A juíza responsável pelo caso homologou o pedido e mandou penhorar o valor devido a ele pelo banco. Entretanto, a instituição entrou com uma medida judicial, alegando que ele não tinha direito a nenhum pagamento, apenas à readmissão.
E assim está sendo: por pedido da juíza, na quarta-feira (26) Osmar Ferreira se apresentou ao Bradesco para iniciar o processo de readmissão. Antes de voltar a trabalhar efetivamente, o idoso precisará passar pelos exames admissionais. Até agora, segundo o idoso, não há movimentação do banco para pagar os seus direitos trabalhistas. Entretanto, ainda assim, Ferreira mostra-se satisfeito só por voltar. "É aquela história: dinheiro não é tudo na vida. A honra e a dignidade são o mais importante para o ser humano, e eu me sinto honrado em ter sido readmitido", diz.

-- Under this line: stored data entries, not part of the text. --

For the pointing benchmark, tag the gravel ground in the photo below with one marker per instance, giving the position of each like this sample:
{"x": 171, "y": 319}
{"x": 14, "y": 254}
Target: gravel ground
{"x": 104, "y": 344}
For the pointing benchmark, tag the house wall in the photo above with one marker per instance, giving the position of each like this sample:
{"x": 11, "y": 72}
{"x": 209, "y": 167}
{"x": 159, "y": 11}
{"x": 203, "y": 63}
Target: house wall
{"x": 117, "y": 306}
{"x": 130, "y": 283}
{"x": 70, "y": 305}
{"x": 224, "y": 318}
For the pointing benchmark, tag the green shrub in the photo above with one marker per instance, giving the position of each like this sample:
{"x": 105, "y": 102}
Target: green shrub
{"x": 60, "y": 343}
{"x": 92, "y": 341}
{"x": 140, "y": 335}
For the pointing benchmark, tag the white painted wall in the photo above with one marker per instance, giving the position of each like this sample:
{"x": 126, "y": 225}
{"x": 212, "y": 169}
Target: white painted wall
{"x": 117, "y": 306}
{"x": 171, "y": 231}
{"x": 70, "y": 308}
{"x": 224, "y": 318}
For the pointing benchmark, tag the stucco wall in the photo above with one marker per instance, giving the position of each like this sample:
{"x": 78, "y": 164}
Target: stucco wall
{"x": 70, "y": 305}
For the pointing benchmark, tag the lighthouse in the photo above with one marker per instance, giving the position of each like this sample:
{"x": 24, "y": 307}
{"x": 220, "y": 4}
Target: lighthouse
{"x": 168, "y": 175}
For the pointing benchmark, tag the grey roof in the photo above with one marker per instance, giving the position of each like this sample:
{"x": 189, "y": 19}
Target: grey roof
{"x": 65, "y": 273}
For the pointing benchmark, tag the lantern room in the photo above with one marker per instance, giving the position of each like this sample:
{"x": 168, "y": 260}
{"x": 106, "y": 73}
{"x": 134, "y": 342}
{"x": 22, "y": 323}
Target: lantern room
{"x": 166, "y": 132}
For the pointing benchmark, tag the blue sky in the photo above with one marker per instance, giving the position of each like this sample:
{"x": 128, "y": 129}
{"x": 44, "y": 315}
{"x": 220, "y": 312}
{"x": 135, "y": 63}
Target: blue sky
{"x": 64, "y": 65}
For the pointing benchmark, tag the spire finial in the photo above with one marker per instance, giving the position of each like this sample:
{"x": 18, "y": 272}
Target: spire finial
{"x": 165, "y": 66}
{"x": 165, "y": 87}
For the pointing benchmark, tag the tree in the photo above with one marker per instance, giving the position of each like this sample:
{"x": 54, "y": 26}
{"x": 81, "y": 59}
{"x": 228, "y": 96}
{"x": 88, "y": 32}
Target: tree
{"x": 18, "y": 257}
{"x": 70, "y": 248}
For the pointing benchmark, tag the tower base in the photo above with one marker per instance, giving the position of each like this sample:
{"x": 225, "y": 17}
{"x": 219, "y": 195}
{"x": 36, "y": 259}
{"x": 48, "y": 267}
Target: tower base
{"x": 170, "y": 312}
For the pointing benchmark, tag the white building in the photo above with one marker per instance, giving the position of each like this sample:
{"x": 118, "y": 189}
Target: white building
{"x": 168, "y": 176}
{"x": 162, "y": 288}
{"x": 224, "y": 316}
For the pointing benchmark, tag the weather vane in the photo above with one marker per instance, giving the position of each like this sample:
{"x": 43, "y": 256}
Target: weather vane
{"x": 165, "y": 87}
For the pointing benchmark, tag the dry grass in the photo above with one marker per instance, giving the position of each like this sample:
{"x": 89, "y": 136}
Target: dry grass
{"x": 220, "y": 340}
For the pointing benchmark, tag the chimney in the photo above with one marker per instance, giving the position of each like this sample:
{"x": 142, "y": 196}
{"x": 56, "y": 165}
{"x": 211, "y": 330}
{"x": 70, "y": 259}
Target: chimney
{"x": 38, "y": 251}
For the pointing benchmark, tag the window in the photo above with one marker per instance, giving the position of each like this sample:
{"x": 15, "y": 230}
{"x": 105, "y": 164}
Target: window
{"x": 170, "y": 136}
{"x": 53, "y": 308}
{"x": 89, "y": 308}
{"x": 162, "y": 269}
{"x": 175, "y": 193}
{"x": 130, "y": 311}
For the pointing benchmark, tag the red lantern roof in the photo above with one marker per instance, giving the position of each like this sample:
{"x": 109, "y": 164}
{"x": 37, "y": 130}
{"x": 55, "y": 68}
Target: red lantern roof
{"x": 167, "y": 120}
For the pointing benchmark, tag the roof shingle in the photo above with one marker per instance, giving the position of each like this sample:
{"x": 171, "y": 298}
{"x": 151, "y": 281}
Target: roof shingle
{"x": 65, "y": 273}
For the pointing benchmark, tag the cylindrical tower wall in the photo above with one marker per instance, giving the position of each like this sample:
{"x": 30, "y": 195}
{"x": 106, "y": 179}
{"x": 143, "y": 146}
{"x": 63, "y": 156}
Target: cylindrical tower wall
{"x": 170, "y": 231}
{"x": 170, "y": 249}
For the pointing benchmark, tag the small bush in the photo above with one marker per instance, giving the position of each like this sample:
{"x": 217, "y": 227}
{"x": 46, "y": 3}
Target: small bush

Procurado pelo CORREIO, o Banco Bradesco disse que não vai comentar o caso.
Busca por justiça
De acordo com Ferreira, a Comissão de Anistia foi essencial para a obtenção de justiça no seu processo de reclamação trabalhista. O órgão, criado em 2003 para analisar o requerimento de anistias para prisões e violências sofridas durante a ditadura militar, busca a restauração da justiça e da memória das violações cometidas nessa época.
O bancário é anistiado político desde 2010. Ele só voltou a se envolver com o sindicato após a anistia, quando se refiliou. Segundo Ferreira, ele não podia fazer isso antes da anistia por risco de ser preso novamente.